— Я думаю, что это сон. Если это так, то я не хотел бы никогда просыпаться, — говорил пианист во время почестей, оказанных ему на родине после московского конкурса.
Однако сон наяву продолжался недолго. Когда я приехала в Америку в очередной раз, витрины магазинов грампластинок уже не пестрели фотографиями Клиберна, да и спрос на них был не тот, что в дни «великого бума». И никто не помнил, за каким столом ресторана «Рейнбоу Рум» сидел совсем недавно популярный музыкант. Перевелись и отважные любители музыки, готовые проделать две тысячи миль ради встречи с пианистом и его романтичным искусством.
— Скажи, Ван, было ли у тебя время для серьезных занятий музыкой, постоянного совершенствования мастерства, постижения глубинной сущности того, что исполняешь? — спросила я Клиберна.
— К сожалению, нет, — отвечал он. — Бесконечные концерты лишили меня подобной возможности.
Этого опасался еще Дмитрий Дмитриевич Шостакович, когда задумывался о будущем молодого лауреата конкурса.
— Как бы то ни было, — заметил тогда Юрок, — влияние на современников он оказал огромное. Его эмоциональность, поэтичность стиля, понимание красоты, какой ее представляли классики, наконец, яркая индивидуальность пробудили широкий общественный интерес к американской культуре, вызвав не одну волну критики недостатков в музыкальном воспитании и образовании на континенте.
Согласилась я с Юроком и в том, что своими мыслями, поисками и озарениями, самой сутью своего таланта Клиберн, безусловно, принадлежит своему времени, и его искусство вобрало в себя всю поразительную сложность человеческого мировосприятия, все, что открылось в нем, как в художнике.
В тот вечер Юрок (он любил, когда его называли, как некогда Шаляпин, Соломончиком) чувствовал себя раскрепощенно, по-домашнему, проявляя гостеприимство и внимание к каждому гостю. Я воспользовалась предоставленной возможностью побеседовать с ним, спросить о том, что меня интересовало.

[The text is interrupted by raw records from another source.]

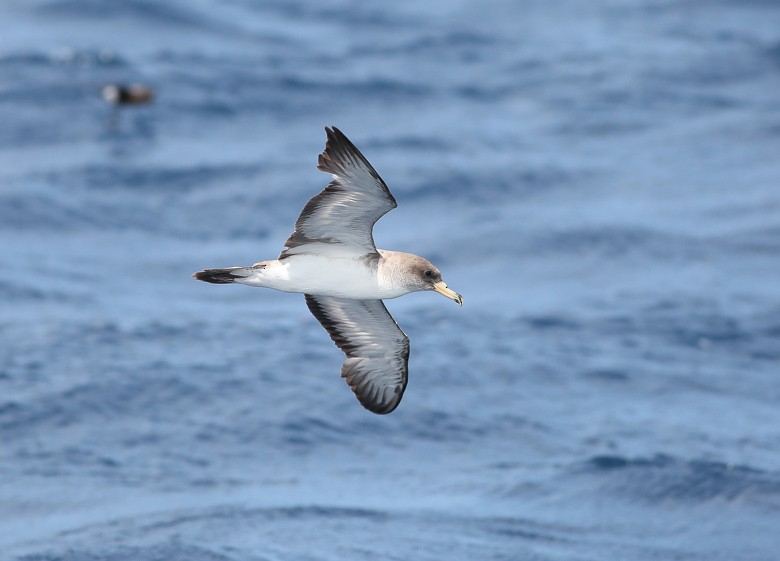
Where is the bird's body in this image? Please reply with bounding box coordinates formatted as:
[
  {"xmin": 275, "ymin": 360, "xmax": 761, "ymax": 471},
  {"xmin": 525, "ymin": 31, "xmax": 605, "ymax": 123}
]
[
  {"xmin": 210, "ymin": 249, "xmax": 436, "ymax": 300},
  {"xmin": 194, "ymin": 127, "xmax": 463, "ymax": 413}
]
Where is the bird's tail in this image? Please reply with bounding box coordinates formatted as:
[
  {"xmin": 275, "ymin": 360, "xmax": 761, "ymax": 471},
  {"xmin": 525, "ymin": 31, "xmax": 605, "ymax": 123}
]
[{"xmin": 192, "ymin": 267, "xmax": 255, "ymax": 284}]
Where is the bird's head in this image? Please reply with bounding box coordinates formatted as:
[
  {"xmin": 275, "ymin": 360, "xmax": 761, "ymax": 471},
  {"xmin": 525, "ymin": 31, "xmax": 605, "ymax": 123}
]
[{"xmin": 411, "ymin": 257, "xmax": 463, "ymax": 306}]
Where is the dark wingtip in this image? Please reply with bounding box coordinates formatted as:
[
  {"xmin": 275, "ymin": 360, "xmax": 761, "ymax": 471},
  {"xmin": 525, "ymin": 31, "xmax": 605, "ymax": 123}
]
[{"xmin": 192, "ymin": 269, "xmax": 235, "ymax": 284}]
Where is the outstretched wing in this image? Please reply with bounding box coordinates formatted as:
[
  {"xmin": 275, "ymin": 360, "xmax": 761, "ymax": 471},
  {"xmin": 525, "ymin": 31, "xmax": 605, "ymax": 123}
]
[
  {"xmin": 306, "ymin": 294, "xmax": 409, "ymax": 415},
  {"xmin": 279, "ymin": 127, "xmax": 397, "ymax": 259}
]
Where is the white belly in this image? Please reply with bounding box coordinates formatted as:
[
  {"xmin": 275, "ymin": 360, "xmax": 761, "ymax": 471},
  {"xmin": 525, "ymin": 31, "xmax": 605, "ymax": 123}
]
[{"xmin": 237, "ymin": 254, "xmax": 408, "ymax": 300}]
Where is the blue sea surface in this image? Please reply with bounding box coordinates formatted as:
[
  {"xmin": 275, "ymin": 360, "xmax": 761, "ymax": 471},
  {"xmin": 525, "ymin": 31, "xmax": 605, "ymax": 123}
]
[{"xmin": 0, "ymin": 0, "xmax": 780, "ymax": 561}]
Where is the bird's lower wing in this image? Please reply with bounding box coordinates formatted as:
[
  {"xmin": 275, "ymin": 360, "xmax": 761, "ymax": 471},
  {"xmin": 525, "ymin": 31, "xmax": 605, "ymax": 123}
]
[
  {"xmin": 306, "ymin": 294, "xmax": 409, "ymax": 414},
  {"xmin": 279, "ymin": 127, "xmax": 396, "ymax": 259}
]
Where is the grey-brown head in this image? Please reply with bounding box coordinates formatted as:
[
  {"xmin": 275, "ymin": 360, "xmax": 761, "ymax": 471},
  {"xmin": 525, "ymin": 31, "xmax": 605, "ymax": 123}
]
[{"xmin": 407, "ymin": 255, "xmax": 463, "ymax": 306}]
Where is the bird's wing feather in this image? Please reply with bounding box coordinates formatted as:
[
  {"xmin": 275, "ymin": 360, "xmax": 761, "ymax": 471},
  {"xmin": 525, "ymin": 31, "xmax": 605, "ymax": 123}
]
[
  {"xmin": 279, "ymin": 127, "xmax": 397, "ymax": 259},
  {"xmin": 306, "ymin": 294, "xmax": 409, "ymax": 414}
]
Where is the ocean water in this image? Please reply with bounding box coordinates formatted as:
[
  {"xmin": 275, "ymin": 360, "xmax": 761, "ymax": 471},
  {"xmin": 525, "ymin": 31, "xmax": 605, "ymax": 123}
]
[{"xmin": 0, "ymin": 0, "xmax": 780, "ymax": 561}]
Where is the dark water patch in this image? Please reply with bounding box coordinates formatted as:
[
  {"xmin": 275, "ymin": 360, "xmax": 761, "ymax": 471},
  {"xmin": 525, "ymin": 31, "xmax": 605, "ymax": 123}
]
[
  {"xmin": 583, "ymin": 368, "xmax": 631, "ymax": 382},
  {"xmin": 0, "ymin": 281, "xmax": 85, "ymax": 304},
  {"xmin": 408, "ymin": 410, "xmax": 490, "ymax": 443},
  {"xmin": 35, "ymin": 0, "xmax": 208, "ymax": 28},
  {"xmin": 584, "ymin": 454, "xmax": 780, "ymax": 507},
  {"xmin": 529, "ymin": 226, "xmax": 710, "ymax": 261},
  {"xmin": 280, "ymin": 415, "xmax": 349, "ymax": 447},
  {"xmin": 15, "ymin": 540, "xmax": 235, "ymax": 561},
  {"xmin": 402, "ymin": 167, "xmax": 571, "ymax": 204},
  {"xmin": 50, "ymin": 164, "xmax": 264, "ymax": 193},
  {"xmin": 521, "ymin": 316, "xmax": 582, "ymax": 331}
]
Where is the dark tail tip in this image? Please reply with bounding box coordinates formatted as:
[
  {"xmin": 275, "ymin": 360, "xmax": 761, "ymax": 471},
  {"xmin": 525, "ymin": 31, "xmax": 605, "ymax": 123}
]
[{"xmin": 192, "ymin": 269, "xmax": 236, "ymax": 284}]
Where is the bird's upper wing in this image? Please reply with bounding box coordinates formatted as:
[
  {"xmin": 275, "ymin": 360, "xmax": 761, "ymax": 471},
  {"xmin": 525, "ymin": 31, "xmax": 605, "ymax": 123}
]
[
  {"xmin": 279, "ymin": 127, "xmax": 397, "ymax": 259},
  {"xmin": 306, "ymin": 294, "xmax": 409, "ymax": 414}
]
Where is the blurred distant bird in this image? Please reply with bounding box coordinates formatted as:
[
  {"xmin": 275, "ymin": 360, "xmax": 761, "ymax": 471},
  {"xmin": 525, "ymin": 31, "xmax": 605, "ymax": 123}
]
[
  {"xmin": 193, "ymin": 127, "xmax": 463, "ymax": 414},
  {"xmin": 102, "ymin": 84, "xmax": 154, "ymax": 105}
]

— Кажется вы, Соломон Израилиевич, уговорили Есенина и Дункан приехать в Штаты?
— Можете себе, Люда, представить, как я волновался в этом кошмарном турне. Дункан много прожила в России и, вернувшись домой, стала с восторгом отзываться о ней. Она защищала революцию, ей нравился новый мир, и о планах переустройства России Дункан говорила репортерам и журналистам с восхищением. Более того, перед началом вечера танцев в «Карнеги-холл» она начала рассказывать аудитории о жизни в России, и публика наградила ее аплодисментами. Подобные высказывания стали правилом на каждом концерте. Властям это не нравилось. Посыпались угрозы, газеты подняли невообразимую шумиху, и в Индианаполисе пришлось отменить очередное выступление. В Чикаго я стал умолять Дункан не говорить ничего публике и в ответ услышал резкие слова: «Если мне не будет предоставлена возможность говорить о том, что я хочу, мы с мужем прерываем поездку по Штатам и возвращаемся в Европу. Почему вы, господин Юрок, против того, чтобы в Америке знали правду о России?» Я пытался объяснить Дункан, почему не стоит рассказывать о жизни в современной России и петь «Интернационал». Хотя культура неотделима от политики, в настоящий момент не нужно «дразнить гусей», обстановка и без того неприятная, власти против подобных выступлений, и надо с этим считаться. Мне пришлось выступать в роли посредника между Дункан и мэрами городов, боявшимися осложнений и неприятностей от призывных речей танцовщицы.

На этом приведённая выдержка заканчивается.